EC3 steered clear of the double-loaded corridor scheme favored by many developers for its efficiency. Instead, it looked to China’s residential streets (hutong) for inspiration, admiring how individuals forge relationships across narrow alleys. “If you develop them and give them a human scale, it becomes a community spine that can tie the whole thing together,” says founder and creative director Edwin Chan, NOMA.
Hoping to nurture a similar form of community within a “green urbanism” framework that complements the landscape, EC3 organized the 15 one-, two-, and three-story free-standing structures along an open-air central spine. Each of the 30 residential units has ample access to daylight and the outdoors. “The central corridor becomes an outdoor street that can create a landscape to tie the units together into a coherent community,” Chan says. Instead of formal courtyards, EC3 arranged structures around existing trees and vegetation, which will become “a green sculpture for these galleries.”
With an eye to cost, the design uses off-the-shelf materials—“no custom doors or windows,” Chan says.

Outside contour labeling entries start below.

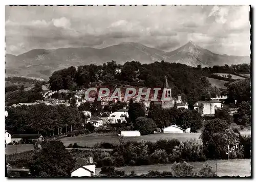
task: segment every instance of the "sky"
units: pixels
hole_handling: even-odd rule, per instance
[[[7,6],[6,53],[122,42],[168,52],[192,41],[215,53],[249,56],[249,6]]]

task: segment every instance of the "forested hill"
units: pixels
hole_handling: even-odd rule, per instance
[[[120,69],[120,73],[116,70]],[[190,105],[201,99],[210,90],[213,94],[220,90],[211,88],[206,78],[202,76],[200,66],[194,67],[180,63],[164,61],[141,64],[139,62],[126,62],[123,65],[114,61],[103,65],[94,64],[74,66],[56,71],[50,77],[50,89],[75,90],[78,88],[107,86],[113,90],[116,87],[136,86],[162,87],[166,76],[172,88],[172,95],[182,94]]]

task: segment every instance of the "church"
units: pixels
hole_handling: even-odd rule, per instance
[[[163,94],[162,97],[160,98],[161,100],[158,101],[153,101],[153,104],[160,105],[163,109],[168,109],[172,108],[174,106],[177,99],[172,97],[172,88],[168,84],[168,81],[167,81],[167,78],[166,76],[165,82],[163,88]],[[168,100],[164,100],[163,99],[164,98],[168,99]]]

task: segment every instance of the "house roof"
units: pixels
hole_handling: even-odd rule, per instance
[[[119,109],[119,110],[117,110],[116,111],[115,111],[114,112],[127,112],[127,111],[128,111],[128,109]]]
[[[92,123],[98,123],[98,122],[97,121],[91,121],[91,120],[89,120],[89,121],[90,121],[90,122],[92,122]]]
[[[41,134],[14,134],[11,136],[12,139],[38,139],[40,136],[42,136]]]
[[[164,128],[163,129],[165,129],[165,128],[168,128],[168,127],[174,127],[175,128],[177,128],[180,129],[181,129],[182,130],[184,130],[184,129],[182,128],[181,128],[180,127],[179,127],[179,126],[177,126],[176,125],[170,125],[170,126],[167,126],[167,127]]]
[[[202,106],[202,104],[204,103],[221,103],[221,102],[218,99],[213,99],[209,101],[197,101],[193,105],[193,107],[201,107]],[[197,105],[197,103],[198,103],[198,105]]]
[[[18,104],[19,104],[20,105],[35,105],[38,104],[39,103],[37,102],[23,102],[23,103],[19,103]]]
[[[84,167],[83,166],[87,165],[95,165],[95,164],[96,164],[95,163],[89,163],[88,160],[81,158],[77,158],[76,162],[75,163],[75,167],[74,167],[74,168],[72,169],[71,172],[73,172],[75,170],[78,169],[79,168],[81,168],[87,171],[89,171],[91,173],[94,173],[93,171],[91,171],[90,170],[87,169],[86,167]]]
[[[90,121],[100,121],[102,120],[102,119],[101,118],[91,118],[88,120],[90,120]]]
[[[177,106],[181,107],[181,106],[185,106],[187,105],[183,103],[177,103],[176,105]]]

White stucco will clad the buildings while colorful, painted walls will highlight the outdoor galleries. “The colors are introduced to complete the picture,” he says. “You may have a blue that would counterbalance the green of a tree.”
With permitting underway and construction estimated to begin this year, Chan hopes that the project, when completed, will blend into Detroit’s urban landscape: “We want it to feel like we haven’t disturbed anything on the lots, and the units just landed there in a casual way.”